Dans le registre d’état civil, son décès tel qu’il est écrit dans un premier temps :

 

 

«soldat au 5e régiment d’infanterie coloniale » a été ensuite rayé. Tiens tiens ! Pour quelle raison avoir biffé tous ces mots ?

 

Il n’est donc pas reconnu comme soldat ?  Ceux de la classe 17 avaient malheureusement le désavantage de partir plus tôt : Janvier 1916 d’où la raison d’un décès militairement possible en 1916.

 

Un petit tour dans les archives militaires archives de la drôme 1R345 me renseignera.

 

Il est appelé à servir dans le 5eme régiment d’infanterie coloniale. Il n’arrivera au corps d’armée (LYON) que le 21 janvier 1916 grâce à un sursis de 15 jours pour cause de maladie.

« Il est réformé temporairement de 1ère catégorie par la commission de réforme du Rhône en date du 8 février 1916 pour bronchite » soit 18 jours après son arrivée

« Réformé n°2 par la commission de réforme de Valence le 20 juin 1916 » .

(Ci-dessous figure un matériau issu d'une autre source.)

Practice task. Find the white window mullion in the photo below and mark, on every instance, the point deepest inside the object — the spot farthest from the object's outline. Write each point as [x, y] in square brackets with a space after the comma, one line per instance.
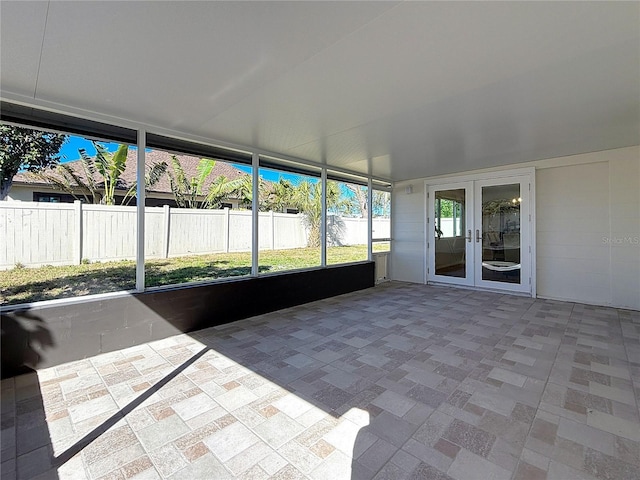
[323, 219]
[140, 196]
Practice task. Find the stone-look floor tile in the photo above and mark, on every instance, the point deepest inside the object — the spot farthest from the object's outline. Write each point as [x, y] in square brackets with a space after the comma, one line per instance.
[526, 471]
[467, 436]
[534, 387]
[206, 466]
[230, 441]
[377, 455]
[167, 460]
[336, 466]
[278, 429]
[468, 465]
[162, 432]
[614, 425]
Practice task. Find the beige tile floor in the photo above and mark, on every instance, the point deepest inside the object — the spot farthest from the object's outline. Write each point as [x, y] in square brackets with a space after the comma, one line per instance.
[398, 381]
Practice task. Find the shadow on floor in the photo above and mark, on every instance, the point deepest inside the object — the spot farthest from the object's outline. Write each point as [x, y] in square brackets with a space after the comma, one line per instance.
[26, 444]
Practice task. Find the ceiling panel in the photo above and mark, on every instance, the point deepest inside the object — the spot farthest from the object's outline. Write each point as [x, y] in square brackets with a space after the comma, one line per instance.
[21, 32]
[398, 90]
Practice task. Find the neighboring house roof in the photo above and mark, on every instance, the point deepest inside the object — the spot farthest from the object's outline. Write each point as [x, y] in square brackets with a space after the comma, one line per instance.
[189, 165]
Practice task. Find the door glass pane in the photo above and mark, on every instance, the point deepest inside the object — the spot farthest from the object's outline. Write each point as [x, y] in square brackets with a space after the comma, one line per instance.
[501, 233]
[449, 233]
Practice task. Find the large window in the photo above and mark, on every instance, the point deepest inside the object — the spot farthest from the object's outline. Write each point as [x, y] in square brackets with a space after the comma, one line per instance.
[290, 218]
[347, 221]
[70, 209]
[66, 225]
[197, 219]
[381, 213]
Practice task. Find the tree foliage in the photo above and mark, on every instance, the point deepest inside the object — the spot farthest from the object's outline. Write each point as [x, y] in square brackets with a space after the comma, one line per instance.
[97, 178]
[26, 149]
[189, 192]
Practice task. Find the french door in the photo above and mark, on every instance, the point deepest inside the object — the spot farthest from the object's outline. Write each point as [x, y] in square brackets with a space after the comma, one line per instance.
[479, 233]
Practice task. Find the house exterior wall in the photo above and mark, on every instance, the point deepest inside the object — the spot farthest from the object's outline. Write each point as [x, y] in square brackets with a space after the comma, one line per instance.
[587, 228]
[20, 194]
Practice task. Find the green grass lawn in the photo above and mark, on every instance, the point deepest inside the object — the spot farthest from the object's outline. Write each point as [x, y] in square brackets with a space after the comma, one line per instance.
[22, 285]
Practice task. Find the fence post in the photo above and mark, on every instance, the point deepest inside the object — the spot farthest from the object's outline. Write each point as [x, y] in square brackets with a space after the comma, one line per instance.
[167, 229]
[77, 208]
[226, 232]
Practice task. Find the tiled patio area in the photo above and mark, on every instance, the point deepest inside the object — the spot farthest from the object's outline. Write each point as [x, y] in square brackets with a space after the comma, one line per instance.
[399, 381]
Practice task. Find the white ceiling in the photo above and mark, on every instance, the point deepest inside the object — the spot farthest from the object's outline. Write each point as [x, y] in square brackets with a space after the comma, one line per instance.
[398, 90]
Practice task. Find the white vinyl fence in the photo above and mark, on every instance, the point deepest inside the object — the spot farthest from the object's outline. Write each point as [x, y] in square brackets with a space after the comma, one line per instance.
[33, 234]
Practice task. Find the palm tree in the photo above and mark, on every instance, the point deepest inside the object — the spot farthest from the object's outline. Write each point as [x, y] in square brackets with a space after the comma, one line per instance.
[110, 166]
[307, 197]
[190, 192]
[85, 184]
[152, 176]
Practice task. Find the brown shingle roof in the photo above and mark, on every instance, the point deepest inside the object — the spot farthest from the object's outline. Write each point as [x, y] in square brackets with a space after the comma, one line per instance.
[189, 165]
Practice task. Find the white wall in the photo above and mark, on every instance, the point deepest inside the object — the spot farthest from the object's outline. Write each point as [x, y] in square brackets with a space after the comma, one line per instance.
[587, 228]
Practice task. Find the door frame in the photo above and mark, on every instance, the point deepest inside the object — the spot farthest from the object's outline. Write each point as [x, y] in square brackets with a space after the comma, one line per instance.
[468, 279]
[499, 175]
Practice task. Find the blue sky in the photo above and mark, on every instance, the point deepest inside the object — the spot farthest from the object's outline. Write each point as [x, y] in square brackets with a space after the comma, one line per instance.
[69, 152]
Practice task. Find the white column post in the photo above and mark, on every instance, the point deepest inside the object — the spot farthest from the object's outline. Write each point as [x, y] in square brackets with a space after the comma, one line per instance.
[370, 218]
[167, 229]
[323, 219]
[140, 201]
[255, 214]
[77, 207]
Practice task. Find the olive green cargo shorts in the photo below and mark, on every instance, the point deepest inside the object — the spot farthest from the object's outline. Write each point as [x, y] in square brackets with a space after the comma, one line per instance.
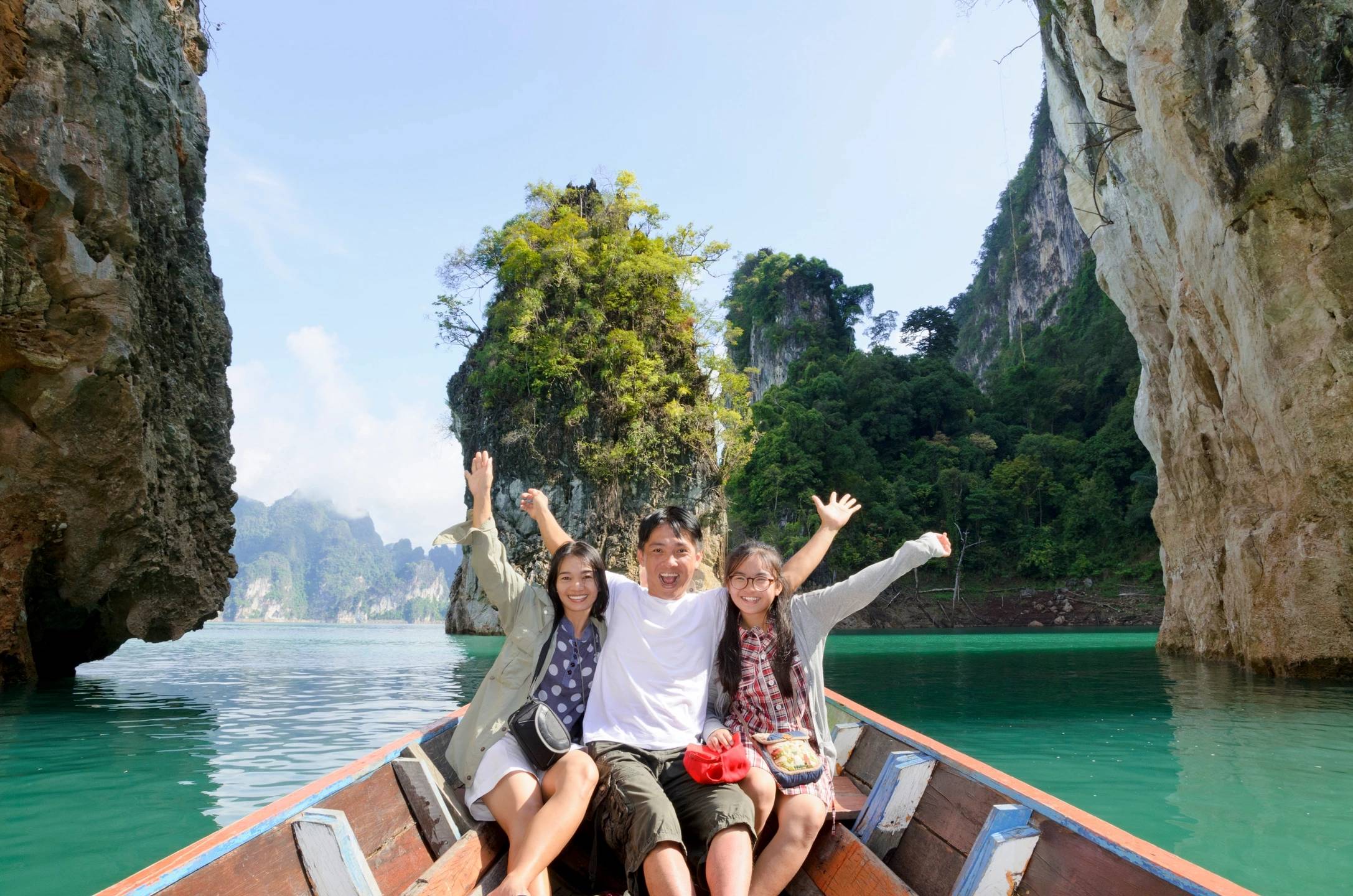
[646, 798]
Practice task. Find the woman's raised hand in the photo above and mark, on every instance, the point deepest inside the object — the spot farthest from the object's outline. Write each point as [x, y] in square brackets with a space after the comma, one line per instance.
[533, 504]
[479, 478]
[836, 512]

 Décédé à Beausemblant le 6 juillet 1916.

 

Etant donné qu’il était déjà malade avant son incorporation, on maintenait le soldat au corps d’armée pour surveiller son état de santé et son éventuelle guérison. Mais afin de juger de la capacité du soldat à servir correctement, les commissions de réforme devaient se prononcer dans un délai maximum d’un mois sur le maintien ou non en service du soldat. Une bonne raison à ça, l’armée préférait que ces malades meurent chez eux afin qu’ils ne gonflent pas en plus la mortalité déjà dramatique de ses effectifs.

La réforme temporaire de 1ère catégorie entrainait déjà un retour au foyer. (un an maximum)

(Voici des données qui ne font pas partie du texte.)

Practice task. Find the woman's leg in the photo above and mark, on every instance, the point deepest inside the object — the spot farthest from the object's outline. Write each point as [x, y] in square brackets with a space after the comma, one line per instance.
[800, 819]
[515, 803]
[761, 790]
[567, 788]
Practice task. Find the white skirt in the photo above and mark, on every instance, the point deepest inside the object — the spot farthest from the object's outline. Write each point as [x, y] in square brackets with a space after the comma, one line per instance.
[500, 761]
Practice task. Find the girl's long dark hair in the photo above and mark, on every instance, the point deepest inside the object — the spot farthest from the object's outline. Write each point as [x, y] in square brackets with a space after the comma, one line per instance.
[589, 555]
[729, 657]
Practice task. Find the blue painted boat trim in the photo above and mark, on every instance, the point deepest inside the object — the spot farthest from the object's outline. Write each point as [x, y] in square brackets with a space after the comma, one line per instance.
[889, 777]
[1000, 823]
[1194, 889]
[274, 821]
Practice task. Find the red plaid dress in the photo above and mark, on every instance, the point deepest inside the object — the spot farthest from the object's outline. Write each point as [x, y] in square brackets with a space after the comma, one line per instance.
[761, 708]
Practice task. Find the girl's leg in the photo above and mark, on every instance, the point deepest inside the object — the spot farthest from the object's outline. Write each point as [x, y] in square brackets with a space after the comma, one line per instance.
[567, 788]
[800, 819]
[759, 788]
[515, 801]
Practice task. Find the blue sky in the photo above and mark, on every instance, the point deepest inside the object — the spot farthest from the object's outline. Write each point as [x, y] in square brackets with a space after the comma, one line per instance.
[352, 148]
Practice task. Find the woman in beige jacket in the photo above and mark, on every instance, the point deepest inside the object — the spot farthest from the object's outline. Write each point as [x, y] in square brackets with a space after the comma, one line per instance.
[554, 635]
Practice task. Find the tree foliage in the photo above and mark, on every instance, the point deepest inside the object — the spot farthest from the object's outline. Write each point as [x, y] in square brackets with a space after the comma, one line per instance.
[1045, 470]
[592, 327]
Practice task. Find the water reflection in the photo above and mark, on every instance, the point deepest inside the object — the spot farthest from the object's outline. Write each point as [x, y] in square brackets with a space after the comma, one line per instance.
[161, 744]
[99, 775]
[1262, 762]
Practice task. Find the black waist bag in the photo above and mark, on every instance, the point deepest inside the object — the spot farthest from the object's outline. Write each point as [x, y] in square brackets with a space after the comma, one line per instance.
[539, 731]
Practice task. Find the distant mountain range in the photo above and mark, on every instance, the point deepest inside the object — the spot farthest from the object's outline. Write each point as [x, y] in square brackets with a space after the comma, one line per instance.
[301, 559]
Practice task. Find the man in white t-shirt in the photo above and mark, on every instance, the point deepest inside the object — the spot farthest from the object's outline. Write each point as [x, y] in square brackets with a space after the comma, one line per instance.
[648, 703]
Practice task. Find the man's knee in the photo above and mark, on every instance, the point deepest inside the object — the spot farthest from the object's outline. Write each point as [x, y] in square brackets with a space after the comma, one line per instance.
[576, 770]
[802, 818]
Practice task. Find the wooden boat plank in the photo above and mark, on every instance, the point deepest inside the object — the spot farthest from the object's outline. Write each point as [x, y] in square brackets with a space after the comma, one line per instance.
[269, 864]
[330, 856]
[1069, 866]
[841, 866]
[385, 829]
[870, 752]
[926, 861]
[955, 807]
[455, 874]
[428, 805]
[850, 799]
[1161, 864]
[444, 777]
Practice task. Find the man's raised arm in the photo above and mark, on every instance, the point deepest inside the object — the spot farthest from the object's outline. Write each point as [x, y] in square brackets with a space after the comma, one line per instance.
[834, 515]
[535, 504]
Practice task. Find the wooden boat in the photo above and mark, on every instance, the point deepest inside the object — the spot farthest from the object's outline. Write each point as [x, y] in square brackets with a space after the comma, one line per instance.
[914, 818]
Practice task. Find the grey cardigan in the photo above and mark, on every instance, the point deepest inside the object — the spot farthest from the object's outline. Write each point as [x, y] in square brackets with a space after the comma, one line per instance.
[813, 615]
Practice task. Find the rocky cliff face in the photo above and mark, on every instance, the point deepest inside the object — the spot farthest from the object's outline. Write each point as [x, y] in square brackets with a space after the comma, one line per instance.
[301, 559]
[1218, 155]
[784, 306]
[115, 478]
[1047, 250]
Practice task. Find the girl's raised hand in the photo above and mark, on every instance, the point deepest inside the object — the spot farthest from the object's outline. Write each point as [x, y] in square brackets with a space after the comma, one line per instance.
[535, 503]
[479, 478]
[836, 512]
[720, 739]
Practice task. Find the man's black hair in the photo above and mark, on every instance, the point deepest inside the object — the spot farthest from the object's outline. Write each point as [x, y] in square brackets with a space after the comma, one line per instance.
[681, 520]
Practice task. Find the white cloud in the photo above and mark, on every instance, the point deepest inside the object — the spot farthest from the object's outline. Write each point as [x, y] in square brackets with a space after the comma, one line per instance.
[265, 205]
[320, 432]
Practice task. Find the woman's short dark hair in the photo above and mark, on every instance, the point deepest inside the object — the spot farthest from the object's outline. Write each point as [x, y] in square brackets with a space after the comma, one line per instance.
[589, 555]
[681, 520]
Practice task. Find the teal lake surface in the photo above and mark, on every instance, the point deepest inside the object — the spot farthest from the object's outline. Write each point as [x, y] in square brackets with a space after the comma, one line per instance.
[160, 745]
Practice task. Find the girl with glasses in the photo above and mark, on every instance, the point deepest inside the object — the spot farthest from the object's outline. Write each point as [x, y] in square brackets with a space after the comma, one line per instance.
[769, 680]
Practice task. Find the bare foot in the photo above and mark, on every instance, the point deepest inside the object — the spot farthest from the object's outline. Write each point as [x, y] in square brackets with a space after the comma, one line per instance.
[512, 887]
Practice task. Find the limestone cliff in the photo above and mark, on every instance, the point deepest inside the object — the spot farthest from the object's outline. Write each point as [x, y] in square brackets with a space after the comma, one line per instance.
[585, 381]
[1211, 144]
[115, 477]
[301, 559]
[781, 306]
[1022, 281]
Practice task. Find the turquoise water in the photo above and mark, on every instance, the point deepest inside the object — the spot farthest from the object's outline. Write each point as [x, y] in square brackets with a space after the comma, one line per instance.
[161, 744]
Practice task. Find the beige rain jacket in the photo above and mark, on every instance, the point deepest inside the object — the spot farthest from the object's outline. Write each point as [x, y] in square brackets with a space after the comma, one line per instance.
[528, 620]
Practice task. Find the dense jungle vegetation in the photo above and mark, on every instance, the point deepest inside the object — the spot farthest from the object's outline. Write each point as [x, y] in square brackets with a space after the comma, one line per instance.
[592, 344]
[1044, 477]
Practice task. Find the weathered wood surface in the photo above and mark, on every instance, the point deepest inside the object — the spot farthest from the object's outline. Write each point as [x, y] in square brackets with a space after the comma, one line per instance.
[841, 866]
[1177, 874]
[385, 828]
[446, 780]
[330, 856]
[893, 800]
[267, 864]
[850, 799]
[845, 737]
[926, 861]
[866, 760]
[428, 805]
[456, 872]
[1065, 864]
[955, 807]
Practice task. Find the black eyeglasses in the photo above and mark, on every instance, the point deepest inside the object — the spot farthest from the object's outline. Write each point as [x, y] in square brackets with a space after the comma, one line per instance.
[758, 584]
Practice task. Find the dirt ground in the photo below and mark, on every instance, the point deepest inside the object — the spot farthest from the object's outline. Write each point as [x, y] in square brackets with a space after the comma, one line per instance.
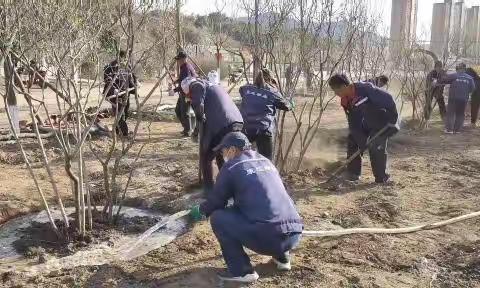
[436, 177]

La réforme n°2 met un terme à son éventuel retour au corps d’armée.

Entre son arrivée et son décès, il n’est resté effectivement que du 21 janvier au 8 février 1916 au corps d’armée. Ainsi, dans la mesure où il a été incorporé, sur sa fiche militaire apparait dans la case campagne « contre l’Allemagne intérieur du 21 janvier au 8 février 1916 », mais je peux assurer qu’il n’a jamais combattu entre ces 2 dates.  Il était hors de question d’envoyer combattre une recrue sans un minimum d’instruction militaire. Le pauvre n'en a même pas eu le temps : il a dû passer ces 18 jours à l’infirmerie, car il y a peu de chance que la bronchite qui l’accablait depuis le début janvier (et peut-être depuis plus longtemps) ait disparu. Et même si les médecins major (surtout sur le front) avaient une certaine tendance à prendre tous les malades pour des simulateurs qui veulent éviter le front, dans le cas de C. Thibaud, sa maladie ne devait faire aucun doute. Le sursis et les réformes successives en sont la preuve. Malheureusement, entré chez lui, il ne se remettra pas de sa maladie. Il venait d’avoir 19 ans.

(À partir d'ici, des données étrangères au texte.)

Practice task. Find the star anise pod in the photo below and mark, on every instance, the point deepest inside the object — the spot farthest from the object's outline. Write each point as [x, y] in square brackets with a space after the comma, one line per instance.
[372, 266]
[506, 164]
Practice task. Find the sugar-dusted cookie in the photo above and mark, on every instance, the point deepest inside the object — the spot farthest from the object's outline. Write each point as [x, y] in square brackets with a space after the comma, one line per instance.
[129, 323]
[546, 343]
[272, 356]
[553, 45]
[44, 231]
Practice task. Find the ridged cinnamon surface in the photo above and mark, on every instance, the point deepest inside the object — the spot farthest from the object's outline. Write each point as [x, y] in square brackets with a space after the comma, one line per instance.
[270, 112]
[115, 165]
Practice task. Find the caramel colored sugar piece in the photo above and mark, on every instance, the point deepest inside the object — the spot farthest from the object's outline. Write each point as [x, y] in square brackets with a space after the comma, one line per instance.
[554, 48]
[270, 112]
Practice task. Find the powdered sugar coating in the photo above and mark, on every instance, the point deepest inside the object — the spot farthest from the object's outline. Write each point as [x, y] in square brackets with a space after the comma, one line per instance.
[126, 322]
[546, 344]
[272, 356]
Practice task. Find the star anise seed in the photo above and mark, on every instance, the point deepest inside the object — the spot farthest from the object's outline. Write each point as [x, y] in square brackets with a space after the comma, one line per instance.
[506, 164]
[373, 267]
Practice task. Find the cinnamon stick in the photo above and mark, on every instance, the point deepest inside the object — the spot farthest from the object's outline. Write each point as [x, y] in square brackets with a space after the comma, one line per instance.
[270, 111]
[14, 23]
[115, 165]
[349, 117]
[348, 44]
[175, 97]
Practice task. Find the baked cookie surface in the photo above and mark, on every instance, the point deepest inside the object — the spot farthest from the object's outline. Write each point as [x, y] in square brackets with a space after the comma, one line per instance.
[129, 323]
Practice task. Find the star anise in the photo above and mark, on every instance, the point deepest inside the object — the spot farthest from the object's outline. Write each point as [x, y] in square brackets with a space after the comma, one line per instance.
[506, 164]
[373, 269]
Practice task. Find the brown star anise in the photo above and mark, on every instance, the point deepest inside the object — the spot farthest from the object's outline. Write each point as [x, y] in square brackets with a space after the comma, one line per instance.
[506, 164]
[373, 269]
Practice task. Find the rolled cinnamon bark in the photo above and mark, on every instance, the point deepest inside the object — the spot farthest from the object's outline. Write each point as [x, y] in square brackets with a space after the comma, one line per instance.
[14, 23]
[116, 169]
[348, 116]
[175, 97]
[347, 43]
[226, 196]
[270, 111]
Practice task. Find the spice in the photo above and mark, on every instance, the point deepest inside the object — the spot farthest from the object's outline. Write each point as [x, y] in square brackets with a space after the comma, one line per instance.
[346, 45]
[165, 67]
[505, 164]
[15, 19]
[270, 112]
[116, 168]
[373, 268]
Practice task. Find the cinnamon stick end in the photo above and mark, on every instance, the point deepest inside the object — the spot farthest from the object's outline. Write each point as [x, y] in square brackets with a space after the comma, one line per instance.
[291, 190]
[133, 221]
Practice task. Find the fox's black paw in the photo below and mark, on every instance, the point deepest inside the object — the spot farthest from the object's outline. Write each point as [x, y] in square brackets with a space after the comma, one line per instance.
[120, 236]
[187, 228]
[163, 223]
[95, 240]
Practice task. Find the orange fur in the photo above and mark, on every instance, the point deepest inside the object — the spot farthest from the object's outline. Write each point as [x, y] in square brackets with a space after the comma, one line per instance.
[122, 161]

Alors ? On peut supposer que par compassion pour son jeune âge et respect  pour la famille,  la municipalité s’est permis ce petit manquement à la règle. Elle a tout de même voulu rendre hommage à ce jeune homme, même s’il n’est pas mort de mort violente les armes à la main, son ennemi était tout aussi impitoyable, une lutte sans remède encore efficace contre la maladie.